New insolvency reforms came into force 6th April 2016 to increase the amount of money creditors receive when insolvent companies are taken to court. The new rules, known as the Jackson reforms, mean insolvency litigation is no longer exempt from the Legal Aid, Sentencing and Punishment of Offenders Act 2012.
The rules bring the insolvency industry inline with the rest of the UK for the first time. In practice, legal teams offering no win/no fee deals in insolvency litigation will no longer be able to claim damages from the defendants, such as directors accused of fraudulent trading. Instead, the legal team’s fees will now come out of the winner’s purse.
The situation until now
Lord Justice Jackson identified the need for change in his 2013 report. He said officials were guilty of milking each case by ramping up the legal costs. These would be paid from the creditor’s pot. Lawyers and insurers would employ delaying tactics which meant some cases could drag on for more than four years. The result was that by the time the case was concluded, very little money would remain for the creditors, leaving small businesses, banks and HMRC out of pocket.
In some cases, the legal fees for a case could be 200 percent more than the original claim. So, in the case of a claim for £50,000, there would be another £100,000 to pay in costs. A recent report from the Insolvency Service supported these claims. It found that in 96 no win/no fee cases from the past three years, only four percent resulted in any cash being returned to creditors. Nearly 80 of the cases were still ongoing.
Could the reforms actually be a blow to creditors?
Although the reforms are designed to get more money into the hands of creditors and less into the pockets of the legal professionals, there are claims that the new rules are actually a blow for creditors.
Philip Sykes, president of the insolvency trade body R3, said: “The end of the exemption leaves a huge funding black hole for insolvency litigation. This is a blow to the wider community and the insolvency profession as a whole.
“The government is potentially writing off hundreds of millions of pounds per year owed not just to HMRC, but to hundreds, if not thousands, of ordinary businesses as well. The only winners are rogue directors and others who refuse to repay money owed to creditors after insolvency. We’re back to an uneven playing field, where rogue directors hold all the cards – and the cash.”
Recent research carried out on behalf of R3 supports Sykes’ views. The report said that given the removal of no win/no fee litigation cases, 86 percent of insolvency professionals believed less money would be returned to creditors; 69 percent said they would take on fewer ‘no asset’ cases; and 49 percent said they would stop or decrease litigation altogether.
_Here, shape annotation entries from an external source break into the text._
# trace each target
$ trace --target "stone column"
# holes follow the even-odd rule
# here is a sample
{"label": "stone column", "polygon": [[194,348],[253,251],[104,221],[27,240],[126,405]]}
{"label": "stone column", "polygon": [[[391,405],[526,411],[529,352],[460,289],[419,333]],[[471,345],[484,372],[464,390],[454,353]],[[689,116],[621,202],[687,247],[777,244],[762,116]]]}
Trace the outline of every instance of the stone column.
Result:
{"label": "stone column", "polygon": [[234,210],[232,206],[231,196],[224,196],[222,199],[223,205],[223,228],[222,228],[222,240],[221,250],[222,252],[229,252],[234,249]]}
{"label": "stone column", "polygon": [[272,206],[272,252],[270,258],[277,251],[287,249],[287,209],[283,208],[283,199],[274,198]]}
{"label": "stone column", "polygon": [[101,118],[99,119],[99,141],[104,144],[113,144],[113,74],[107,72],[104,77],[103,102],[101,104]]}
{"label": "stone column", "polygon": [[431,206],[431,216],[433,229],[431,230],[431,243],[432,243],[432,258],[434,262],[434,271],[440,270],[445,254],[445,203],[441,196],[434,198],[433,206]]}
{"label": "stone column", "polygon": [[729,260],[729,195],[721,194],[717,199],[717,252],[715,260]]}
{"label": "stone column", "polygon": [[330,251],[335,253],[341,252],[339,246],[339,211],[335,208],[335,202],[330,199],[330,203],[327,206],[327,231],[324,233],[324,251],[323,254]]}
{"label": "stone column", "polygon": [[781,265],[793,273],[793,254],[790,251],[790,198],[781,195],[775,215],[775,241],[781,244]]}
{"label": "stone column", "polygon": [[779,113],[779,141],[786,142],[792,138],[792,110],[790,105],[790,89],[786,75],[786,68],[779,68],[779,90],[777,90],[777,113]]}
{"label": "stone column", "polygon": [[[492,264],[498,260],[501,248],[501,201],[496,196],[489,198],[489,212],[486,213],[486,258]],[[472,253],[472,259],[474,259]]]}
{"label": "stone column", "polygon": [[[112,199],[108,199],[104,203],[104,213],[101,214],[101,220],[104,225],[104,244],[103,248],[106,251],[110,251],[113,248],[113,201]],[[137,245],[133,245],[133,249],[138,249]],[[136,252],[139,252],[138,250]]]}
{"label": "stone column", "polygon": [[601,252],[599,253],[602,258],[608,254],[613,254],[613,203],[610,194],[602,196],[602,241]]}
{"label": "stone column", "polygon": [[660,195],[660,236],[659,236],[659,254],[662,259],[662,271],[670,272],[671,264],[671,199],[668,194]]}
The rise of third party litigation funding
In response to the reforms, insolvency industry insiders expect to see a rise in third party funders, who provide the funds to run the case in return for a share of the outcome. Typically, they will pay the lawyers fee and insurance premium for around 20 percent of the proceeds of a successful case. This could provide insolvency practitioners with a viable alternative, and represent the best way to secure the best possible return for creditors.
In 2015, cases that were funded by third parties represented a relatively small part of the insolvency litigation market. Research for R3 calculated that an estimated 160 cases were funded by third parties, bringing creditor returns of approximately £45million. This is likely to increase greatly in 2016.